SIX FEET UNDER

Review by Kathryn Flett, Observer/Guardian

If, (compared to BIG BROTHER), it's genuinely entertaining and intelligent black comedy you seek, thank the lord for Six Feet Under (C4's latest import from the most excellent HBO channel). HBO are, of course, purveyors of The Sopranos, in which we learn a great deal about the not-so-niceties of human waste disposal, and Sex and The City, which focuses on the minutiae of female emotional waste disposal in the form of sex, tears, shopping. Here, though, is the waste disposal show to, as it were, end 'em all, written by American Beauty screenwriter Alan Ball and set in a funeral parlour run by your average middle-American dysfunctional family, who have recently been made all the more dysfunctional since dad came to a messy end in a brand new 'funeral coach'.

So, 'the new hearse is totalled and your father is dead', Mom tells the prodigal son, Nate, who is on his way home for Christmas and indulging in a little festive shagging in an airport broom cupboard en route. His sister, Clare, learns the tragic news while high on crystal meth (or is it crack?), while the 'sensitive' closeted brother, David, who already works in the family business, copes with his loss in the arms of a suitably drop-dead gorgeous cop.

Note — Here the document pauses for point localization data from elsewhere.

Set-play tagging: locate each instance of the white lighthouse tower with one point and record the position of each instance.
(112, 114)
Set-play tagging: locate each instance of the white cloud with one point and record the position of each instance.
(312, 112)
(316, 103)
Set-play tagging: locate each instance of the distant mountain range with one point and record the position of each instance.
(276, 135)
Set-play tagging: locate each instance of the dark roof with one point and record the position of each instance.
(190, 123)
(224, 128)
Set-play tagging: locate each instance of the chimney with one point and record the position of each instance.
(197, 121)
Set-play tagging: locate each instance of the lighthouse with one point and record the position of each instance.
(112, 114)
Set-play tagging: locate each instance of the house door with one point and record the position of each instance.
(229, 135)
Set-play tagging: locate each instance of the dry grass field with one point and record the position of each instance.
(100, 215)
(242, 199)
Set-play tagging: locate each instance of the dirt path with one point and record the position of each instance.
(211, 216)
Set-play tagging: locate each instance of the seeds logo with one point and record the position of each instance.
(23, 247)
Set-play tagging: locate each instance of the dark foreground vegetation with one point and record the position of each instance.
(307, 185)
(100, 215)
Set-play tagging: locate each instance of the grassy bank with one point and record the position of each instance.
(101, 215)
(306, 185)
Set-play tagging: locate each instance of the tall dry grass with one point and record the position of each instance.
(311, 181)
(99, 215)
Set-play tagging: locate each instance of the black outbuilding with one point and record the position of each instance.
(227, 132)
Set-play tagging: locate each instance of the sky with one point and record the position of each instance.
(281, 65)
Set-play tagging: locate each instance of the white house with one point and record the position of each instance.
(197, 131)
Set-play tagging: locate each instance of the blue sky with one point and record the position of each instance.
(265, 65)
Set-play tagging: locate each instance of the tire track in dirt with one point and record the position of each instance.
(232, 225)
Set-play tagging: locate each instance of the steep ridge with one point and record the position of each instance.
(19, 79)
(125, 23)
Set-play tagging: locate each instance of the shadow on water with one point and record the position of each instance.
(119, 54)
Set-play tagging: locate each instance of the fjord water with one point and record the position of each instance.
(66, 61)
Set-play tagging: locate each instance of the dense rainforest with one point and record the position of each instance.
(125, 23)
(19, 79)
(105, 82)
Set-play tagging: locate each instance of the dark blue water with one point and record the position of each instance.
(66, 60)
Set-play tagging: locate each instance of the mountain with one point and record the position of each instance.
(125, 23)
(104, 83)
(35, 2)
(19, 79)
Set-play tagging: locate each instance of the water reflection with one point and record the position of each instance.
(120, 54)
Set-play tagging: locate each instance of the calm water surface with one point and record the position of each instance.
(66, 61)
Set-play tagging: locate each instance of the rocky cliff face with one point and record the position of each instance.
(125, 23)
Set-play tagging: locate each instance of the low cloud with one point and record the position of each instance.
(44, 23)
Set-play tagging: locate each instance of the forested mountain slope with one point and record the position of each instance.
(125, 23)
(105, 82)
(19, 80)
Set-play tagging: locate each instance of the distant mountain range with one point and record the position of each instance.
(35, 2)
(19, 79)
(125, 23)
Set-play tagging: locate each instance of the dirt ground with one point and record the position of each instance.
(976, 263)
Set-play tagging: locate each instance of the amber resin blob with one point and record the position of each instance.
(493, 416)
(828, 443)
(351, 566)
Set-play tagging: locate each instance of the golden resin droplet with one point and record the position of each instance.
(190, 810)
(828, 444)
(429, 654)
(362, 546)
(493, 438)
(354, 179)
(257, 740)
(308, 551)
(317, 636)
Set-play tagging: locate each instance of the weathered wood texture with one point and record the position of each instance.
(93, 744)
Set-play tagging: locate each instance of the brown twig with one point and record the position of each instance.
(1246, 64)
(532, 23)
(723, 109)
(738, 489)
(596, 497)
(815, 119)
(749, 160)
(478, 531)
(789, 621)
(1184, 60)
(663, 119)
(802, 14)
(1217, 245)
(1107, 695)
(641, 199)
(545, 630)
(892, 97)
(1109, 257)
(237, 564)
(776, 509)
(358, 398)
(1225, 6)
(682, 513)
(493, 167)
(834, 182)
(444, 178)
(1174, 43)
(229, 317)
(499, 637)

Pitched somewhere in-between the Osbournes and the Addamses, the Fishers are, on first impressions, a delightfully unlikeable bunch of caricatures - though if I had a minor criticism it would be that the attention-grabbing wackiness is laid on a wee bit self-consciously thick: deadpan ain't the word for the delivery of dialogue like: 'I have to go and identify our dead father's body. I'm sorry you're having a bad drug experience but go deal with it' or 'other kids my age were going to frat parties, I was draining corpses and refashioning severed ears out of wax.' But it's still a wonderful slice of droll classiness from HBO, who can do no wrong. Probably the only person who could pull off as dark and funny a comedy about British funeral parlour would be Caroline Aherne.